三菱ふそうが製造拠点向け部品輸送管理最適化システム開発、23年中の本格導入目指す

車両の位置情報把握、到着時刻をAIで予測し通知

三菱ふそうトラック・バスは12月26日、製造拠点への部品輸送管理をデジタル化・最適化するシステム「IBLコントロールタ
ワー(仮称)」を開発したと発表した。実証を重ねた上で、2023年内の本格導入を目指す。

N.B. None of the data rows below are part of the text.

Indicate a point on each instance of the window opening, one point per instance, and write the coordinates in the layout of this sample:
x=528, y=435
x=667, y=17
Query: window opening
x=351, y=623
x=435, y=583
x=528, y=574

IBLはInbound Logistics(インバウンド物流)の略。

「IBLコントロールタワー」は三菱ふそうの製造拠点に入構する部品運搬車両(主にトラック)をカバー。車両にGPS発信機を装着し、車両の位置情報を毎分取得してデータベースに蓄積。その上で、現在と過去の位置情報データや道路交通情報を基に、AIを用いて部品運搬車両の製造拠点への到着時刻を10分以内の誤差範囲内で予測し、管理担当者に逐次知らせ、遅延発生時の対応を促す。

位置情報データは車両を運用する物流業者にも共有されることで、車両運行側のリスク対応にも役立つとみている。


画面のイメージ(三菱ふそうトラック・バス提供)

トラック車両や産業用エンジンを製造する三菱ふそうの 川崎製作所(川崎市)は1日に数百台の部品運搬車両が入構。従来は電話や電子メールで行っていた車両管理を新システムでデジタル化することで、大幅な業務効率の向上につながるほか、部品の遅延に起因する生産調整のリスクを抑制するとみている。データの蓄積によって継続的な精度向上も可能。

「IBLコントロールタワー」の開発は、生産現場の生産性と安全を最先端の技術で向上する同社の「Factory of the Future(未来の工場)」プロジェクトの取り組みの一環。AIによる車両到着時刻予測のアルゴリズム開発は三菱ふそうのオープンイノベーションプロジェクト「FUSO GreenLab」のサポートの下、韓国の西江大学校の学生チーム「Insight」と共同で実施した。

2022年12月に新システムの最終実証を開始。先行拠点の川崎製作所向けの車両に対し、23年内の導入完了を目指す。その後、部品を製造する中津工場(神奈川県愛川町)と三菱ふそう100%子会社でバスを製造する三菱ふそうバス製造(富山市)など、国内の他拠点への入構車両へも対象を広げる計画。

入構車両数の最適化をにらみ、部品運搬車両の積載効率を自動算出する機能を開発中。さらに、取得したGPSデータは部品運搬車両のCO2排出量算出にも活用することを構想している。